Sunday 8 December 2019

Aer Lingus pilots to use iPads instead of in-flight paperwork

Aer Lingus’s US-bound aircrafts were 83pc full last year.
Aer Lingus’s US-bound aircrafts were 83pc full last year.
Adrian Weckler

Adrian Weckler

AER Lingus pilots are to ditch paper-based flight documentation and replace it with iPads in a deal worth up to €300,000. The airline has ordered 500 high-end iPad Air tablets, worth €600 each, to give pilots access to weather charts, flight planning schedules and other information crucial to their job.

The move replicates similar actions from a number of international airlines keen to cut down on cockpit clutter and weight.

"At the moment, pilots could be taking 100 pages of paper with them," said a spokesman for the airline. "This move toward an electronic cockpit will replace 98pc of the printing they have to do and will remove significant weight.

"It will give them an electronic version of what would have been paper driven, including flight plans, weather charts and Notams (notices filed to aviation authorities of potential hazards)."

The spokesman said that a number of pilots were already equipped with 'rugged' laptops, but the iPad was a much lighter solution.

Meanwhile, Aer Lingus has reset its policy to allow use of all non-cellular personal electronic devices during takeoff and landing on most of its aircraft.

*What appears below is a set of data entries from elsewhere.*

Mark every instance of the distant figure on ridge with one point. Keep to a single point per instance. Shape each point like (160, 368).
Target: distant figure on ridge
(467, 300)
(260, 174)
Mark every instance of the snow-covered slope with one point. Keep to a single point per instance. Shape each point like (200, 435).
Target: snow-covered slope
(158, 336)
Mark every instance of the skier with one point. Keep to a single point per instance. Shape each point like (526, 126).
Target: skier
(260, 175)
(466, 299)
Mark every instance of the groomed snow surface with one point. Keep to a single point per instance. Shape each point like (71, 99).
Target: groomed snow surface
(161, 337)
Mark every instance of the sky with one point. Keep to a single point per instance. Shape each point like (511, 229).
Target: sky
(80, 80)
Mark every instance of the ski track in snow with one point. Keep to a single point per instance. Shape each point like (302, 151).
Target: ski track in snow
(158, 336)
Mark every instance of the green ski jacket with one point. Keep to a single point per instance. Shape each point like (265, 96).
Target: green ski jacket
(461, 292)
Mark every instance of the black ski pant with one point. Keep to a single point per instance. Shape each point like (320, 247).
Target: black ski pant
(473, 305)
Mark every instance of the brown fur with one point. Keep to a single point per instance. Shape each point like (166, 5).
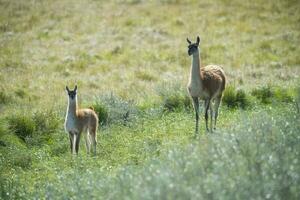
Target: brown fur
(87, 118)
(78, 121)
(213, 79)
(206, 83)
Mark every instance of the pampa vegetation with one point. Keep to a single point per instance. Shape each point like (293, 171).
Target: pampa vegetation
(129, 59)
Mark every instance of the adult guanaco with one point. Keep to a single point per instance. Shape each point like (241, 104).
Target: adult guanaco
(205, 83)
(78, 121)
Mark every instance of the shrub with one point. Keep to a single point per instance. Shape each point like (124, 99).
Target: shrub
(4, 97)
(236, 98)
(264, 94)
(22, 125)
(36, 128)
(229, 97)
(283, 95)
(242, 99)
(174, 97)
(113, 109)
(46, 123)
(102, 112)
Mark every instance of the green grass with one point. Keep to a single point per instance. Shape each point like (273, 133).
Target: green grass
(129, 60)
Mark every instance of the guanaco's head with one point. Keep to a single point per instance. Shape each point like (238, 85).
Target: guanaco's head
(72, 93)
(193, 47)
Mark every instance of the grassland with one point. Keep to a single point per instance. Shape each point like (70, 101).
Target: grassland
(129, 60)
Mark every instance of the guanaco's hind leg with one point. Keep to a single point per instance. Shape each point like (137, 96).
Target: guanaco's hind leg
(71, 141)
(77, 140)
(211, 115)
(217, 105)
(93, 137)
(196, 107)
(87, 142)
(207, 103)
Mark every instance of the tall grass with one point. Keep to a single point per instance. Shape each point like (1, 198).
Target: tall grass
(257, 158)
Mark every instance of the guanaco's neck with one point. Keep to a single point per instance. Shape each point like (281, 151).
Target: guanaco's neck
(72, 107)
(195, 68)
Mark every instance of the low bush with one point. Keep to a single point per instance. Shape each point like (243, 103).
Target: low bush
(268, 94)
(22, 125)
(102, 112)
(174, 97)
(264, 94)
(236, 98)
(34, 128)
(113, 109)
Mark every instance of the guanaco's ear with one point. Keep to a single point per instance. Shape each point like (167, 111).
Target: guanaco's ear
(187, 39)
(198, 40)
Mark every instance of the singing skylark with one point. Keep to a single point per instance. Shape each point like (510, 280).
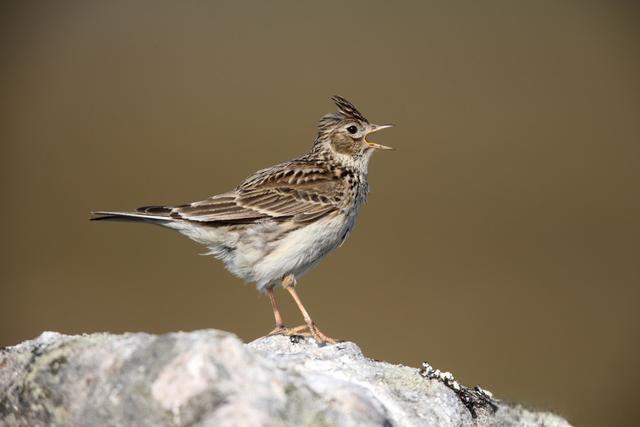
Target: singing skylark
(282, 220)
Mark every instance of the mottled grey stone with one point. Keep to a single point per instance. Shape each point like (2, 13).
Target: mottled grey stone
(210, 378)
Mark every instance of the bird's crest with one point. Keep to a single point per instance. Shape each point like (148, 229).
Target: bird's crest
(348, 110)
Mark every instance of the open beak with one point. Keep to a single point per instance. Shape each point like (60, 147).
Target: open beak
(376, 128)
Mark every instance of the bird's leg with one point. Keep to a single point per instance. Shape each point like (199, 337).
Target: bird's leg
(280, 328)
(289, 282)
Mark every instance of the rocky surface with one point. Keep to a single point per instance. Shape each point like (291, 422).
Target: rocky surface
(211, 378)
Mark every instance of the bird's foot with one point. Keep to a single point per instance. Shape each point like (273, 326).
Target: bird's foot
(318, 335)
(303, 331)
(279, 330)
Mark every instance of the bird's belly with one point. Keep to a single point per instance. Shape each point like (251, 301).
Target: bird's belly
(301, 249)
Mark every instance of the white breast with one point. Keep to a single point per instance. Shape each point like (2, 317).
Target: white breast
(302, 249)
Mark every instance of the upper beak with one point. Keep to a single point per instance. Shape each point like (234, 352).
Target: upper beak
(376, 128)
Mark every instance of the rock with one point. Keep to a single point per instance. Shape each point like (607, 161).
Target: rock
(210, 378)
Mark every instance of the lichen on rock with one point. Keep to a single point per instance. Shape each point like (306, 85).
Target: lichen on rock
(211, 378)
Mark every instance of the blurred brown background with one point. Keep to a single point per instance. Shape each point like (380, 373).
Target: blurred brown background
(500, 242)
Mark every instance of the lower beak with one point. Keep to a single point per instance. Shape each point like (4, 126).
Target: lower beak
(379, 146)
(375, 146)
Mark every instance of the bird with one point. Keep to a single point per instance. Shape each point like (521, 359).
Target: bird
(283, 220)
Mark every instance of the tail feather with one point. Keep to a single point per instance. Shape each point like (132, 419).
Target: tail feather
(131, 216)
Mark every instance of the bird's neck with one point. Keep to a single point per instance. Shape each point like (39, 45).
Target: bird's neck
(359, 164)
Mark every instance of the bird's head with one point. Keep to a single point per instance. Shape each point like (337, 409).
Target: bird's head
(345, 133)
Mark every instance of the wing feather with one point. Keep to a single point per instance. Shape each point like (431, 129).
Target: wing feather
(297, 190)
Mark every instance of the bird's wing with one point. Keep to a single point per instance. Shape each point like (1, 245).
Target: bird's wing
(299, 190)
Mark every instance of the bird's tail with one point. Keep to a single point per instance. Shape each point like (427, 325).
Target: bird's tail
(151, 214)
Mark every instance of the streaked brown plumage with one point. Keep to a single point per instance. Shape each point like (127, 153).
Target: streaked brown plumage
(282, 220)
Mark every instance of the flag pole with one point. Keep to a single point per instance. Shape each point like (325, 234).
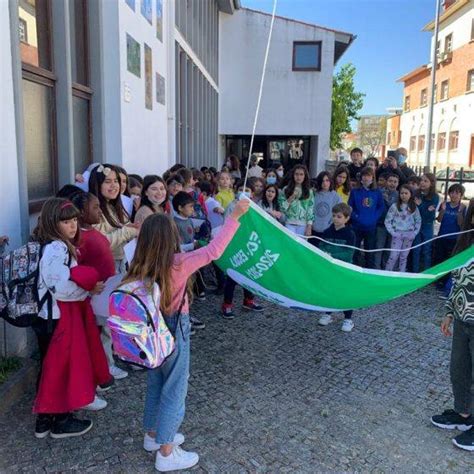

"On all of our Airbus flights, you can now use your iPod or Kindle or whatever during takeoff and landing," said the spokesman. "The only aircraft that still have some restrictions in this area are our Boeing aircraft and smaller Aer Lingus regional planes."

The spokesman said that seven Aer Lingus long-haul planes now have WiFi available to passengers. He said that the next roll-out of WiFi would be across the airline's short-haul fleet.

The news comes as a new industry report says that airlines are increasing their investments in digital processes.

The report, from airline industry IT firm SITA, claims that most airlines are boosting their investments in IT.

"Though the picture is not perfect now, change is coming," said Nigel Pickford, director of market insight at SITA. "All airlines and 90pc of airports are planning to make business intelligence investments in the coming three years."

The report, which is based on global research with input from airlines such as British Airways and airports such as the Dublin Airport Authority and Heathrow, says that flight status updates will extend to the vast majority of airlines and airports by the end of 2016.

It says that bag status updates will be offered by 61pc of airlines, while 79pc of airports will provide status notifications, such as waiting times through security and walking times to gates. More than three quarters will also be providing navigation through the airport using mobile apps, it says.